Oveta Hunter (center) an elementary school teacher from Seattle, cheers and holds a sign during a Jan. 16 rally in support of education funding at the Capitol in Olympia. The Washington State Supreme Court ruled last week that while lawmakers have made progress, they are not on track to meet a court-imposed deadline to fully fund basic education, and will remain in contempt of court. (Ted S. Warren/Associated Press file photo)

Oveta Hunter (center) an elementary school teacher from Seattle, cheers and holds a sign during a Jan. 16 rally in support of education funding at the Capitol in Olympia. The Washington State Supreme Court ruled last week that while lawmakers have made progress, they are not on track to meet a court-imposed deadline to fully fund basic education, and will remain in contempt of court. (Ted S. Warren/Associated Press file photo)

Editorial: School funding half-full, half-empty, but not ample

The Supreme Court says the state’s school funding plan won’t meet its deadline. So there’s work to do.

By The Herald Editorial Board

The state Supreme Court poured half a glass for the Legislature regarding its work this year to fix state funding for K-12 education, a 2012 court mandate that the state amply provide for schools while ending the reliance on local school levies to pay for a significant portion of basic education.

For the optimists, the glass was half-full of recognition that the Legislature’s plan for full state funding of public K-12 education largely satisfies the mandate.

For the pessimists, the glass was half-empty, in that the court said the funding plan as adopted would not be fully in place by the court’s Sept. 1, 2018 deadline. And meeting that deadline would require, by the court’s estimate, about another $1 billion in spending approved during next year’s legislative session.

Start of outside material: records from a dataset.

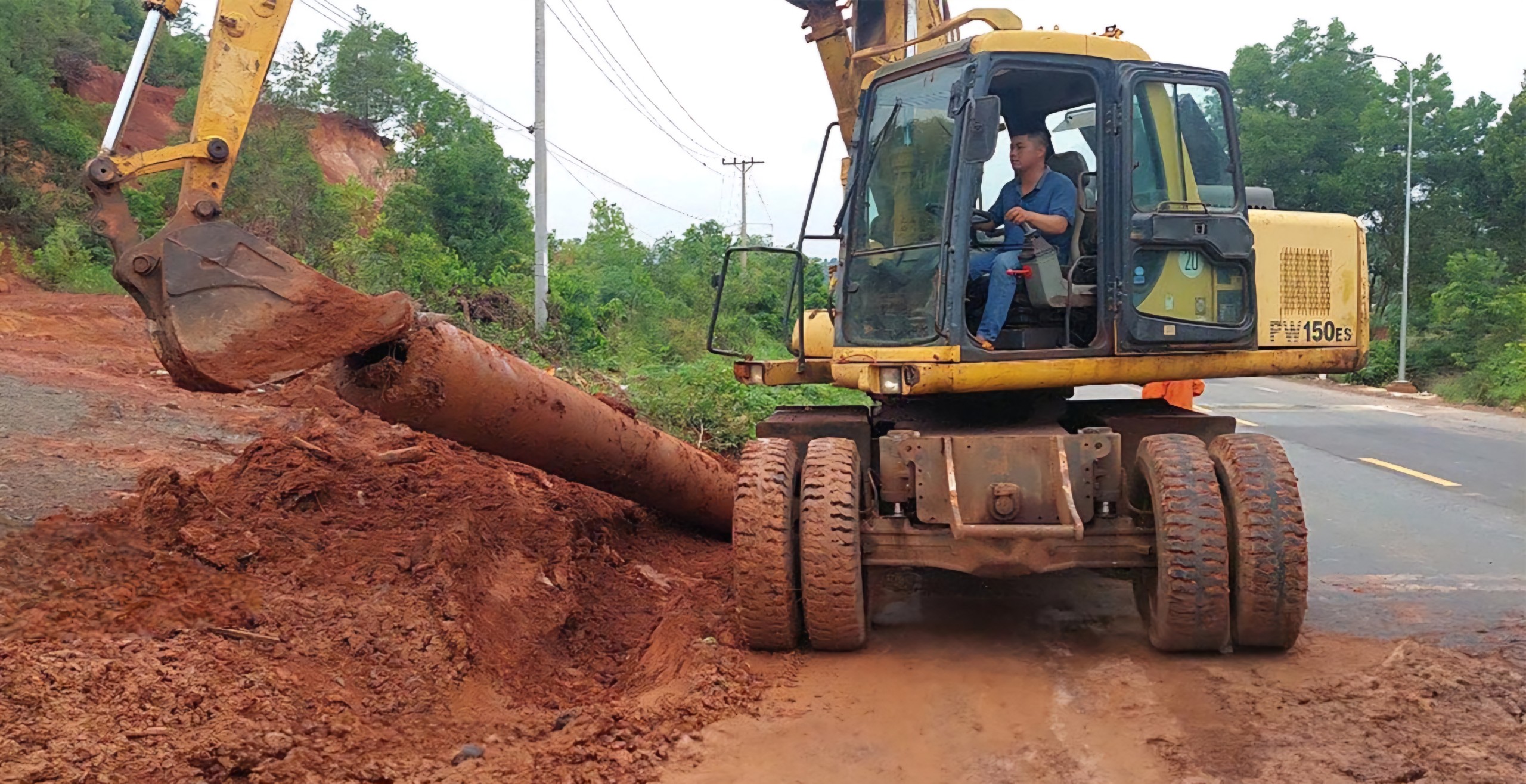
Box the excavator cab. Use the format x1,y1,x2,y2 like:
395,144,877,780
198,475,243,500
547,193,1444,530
838,52,1256,362
711,9,1367,651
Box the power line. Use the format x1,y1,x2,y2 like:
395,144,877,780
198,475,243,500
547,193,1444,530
752,180,774,226
604,0,737,155
300,0,713,225
546,5,719,174
562,0,720,157
302,0,349,27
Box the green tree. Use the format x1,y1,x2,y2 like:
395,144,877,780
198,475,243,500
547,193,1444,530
1479,78,1526,271
1230,20,1499,318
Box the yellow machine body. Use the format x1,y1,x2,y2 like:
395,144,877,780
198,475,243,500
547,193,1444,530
736,12,1369,395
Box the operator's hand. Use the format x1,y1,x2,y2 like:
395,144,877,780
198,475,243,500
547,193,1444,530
1003,207,1033,226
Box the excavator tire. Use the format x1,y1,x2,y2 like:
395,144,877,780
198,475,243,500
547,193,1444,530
1129,433,1230,651
731,438,799,651
799,438,869,651
1209,433,1309,648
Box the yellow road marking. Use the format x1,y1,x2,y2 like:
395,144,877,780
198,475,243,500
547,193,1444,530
1361,458,1462,487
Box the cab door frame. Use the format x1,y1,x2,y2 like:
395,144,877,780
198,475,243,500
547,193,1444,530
1106,63,1256,354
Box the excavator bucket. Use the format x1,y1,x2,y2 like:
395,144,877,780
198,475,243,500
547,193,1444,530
113,221,414,392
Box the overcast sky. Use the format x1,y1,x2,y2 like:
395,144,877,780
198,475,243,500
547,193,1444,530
274,0,1526,255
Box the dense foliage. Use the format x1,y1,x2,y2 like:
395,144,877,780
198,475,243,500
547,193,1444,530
1230,20,1526,404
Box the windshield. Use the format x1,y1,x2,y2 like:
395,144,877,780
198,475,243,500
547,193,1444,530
1133,81,1237,212
853,64,961,250
842,63,963,346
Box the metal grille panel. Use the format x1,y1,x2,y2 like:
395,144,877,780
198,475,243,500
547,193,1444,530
1279,247,1330,316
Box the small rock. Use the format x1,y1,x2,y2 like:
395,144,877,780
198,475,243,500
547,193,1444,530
450,743,484,766
265,732,294,754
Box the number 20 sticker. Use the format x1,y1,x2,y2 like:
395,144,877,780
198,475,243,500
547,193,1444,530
1177,250,1202,278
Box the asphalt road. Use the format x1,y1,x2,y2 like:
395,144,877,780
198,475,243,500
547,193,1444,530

The unanimous ruling informed the Legislature that the court would maintain its jurisdiction in what’s known as the McCleary case, as well as its contempt of court order, and keep the clock running on a $100,000-day fine against the state that now totals around $83 million.

Most years, scraping together $1 billion during a legislative session would be a heavy lift. This coming legislative session, which begins Jan. 8, is scheduled for 60 days and will be that much more daunting. Recall that it took lawmakers nearly three full 30-day overtime sessions tacked onto the regular session this year to pass its McCleary fix and the state budget, and they did so with moments to spare before a partial state government shutdown at the end of June.

Lawmakers in both parties are not going to want to push the session much longer than 60 days. Next year is an election year for all House seats and the majority of Senate seats, and lawmakers are barred from campaign fundraising while the Legislature is in session. With this month’s Democratic win in a special election, the Democrats will hold a one-vote majority in the Senate, along with their two-vote majority in the House. Both parties will want to maximize their campaign time.

When they did pass the budget and the McCleary fix, lawmakers themselves acknowledged they had little time to fully review the plan and would have to make some changes next year. Education officials, school districts and others have suggestions.

Chris Reykdal, the state schools superintendent, agreed with the court that the Legislature’s work during recent legislative sessions had substantially increased education funding.

But Reykdal and school districts have faulted the Legislature for not providing enough funding for special education. The Everett School District has said that the state’s new formula for special education will leave a $10 million gap annually between what the state funds and what the school district is required to provide to meet federal requirements.

Reykdal, in a release, said the Legislature will need to provide the state’s school districts with an additional $130 million for special education programs for 2018, and $370 million more for 2019-21.

The state also needs to make adjustments to the biggest part of the funding mechanism that lawmakers put in place to shift funding responsibility to the state. The so-called “levy swap” increased the levy rate the state taxes to support schools by about 81 cents per $1,000 of assessed value but then cut back on the amount that each school district can seek in local school levies. School districts, under the legislation passed this year, will be limited to collect the lesser amount of either $1.50 per $1,000 of assessed value or $2,500 per student.

But those limits are a disadvantage for some districts and Reykdal suggests lawmakers allow districts to choose either amount as well as increase the cap amounts themselves so districts can fund programs beyond the basic instruction provided by the state.

School district officials, among them Everett’s Superintendent Gary Cohn, have said the state has yet to provide a clear definition of “basic education,” and thus what districts can support through local levies.

Lawmakers also threw out the existing salary schedule for teachers, which was based on seniority and advanced education, a move that many school districts see as limiting their ability to attract and keep good teachers. Bill Keim, executive director for the Washington Association of School Administrators, said in a release following the court’s decision that the salary schedule lawmakers replaced needs to be restored.

Finally, lawmakers need to adopt the $4 billion capital budget — and approve the bonds that fund it — that they failed to pass this year. The capital budget, along with funding a variety of projects in communities across the state, also includes about $1 billion for construction of new schools and classrooms, classrooms that schools need to lower class sizes and hire teachers. A refusal to approve that construction, in turn, limits schools’ ability to get the funding they need to hire the additional teachers and lower K-3 class sizes.

Whether lawmakers view the court’s decision as half-full or half-empty, what the Legislature has poured for the state’s 1.1 million K-12 students is not yet ample.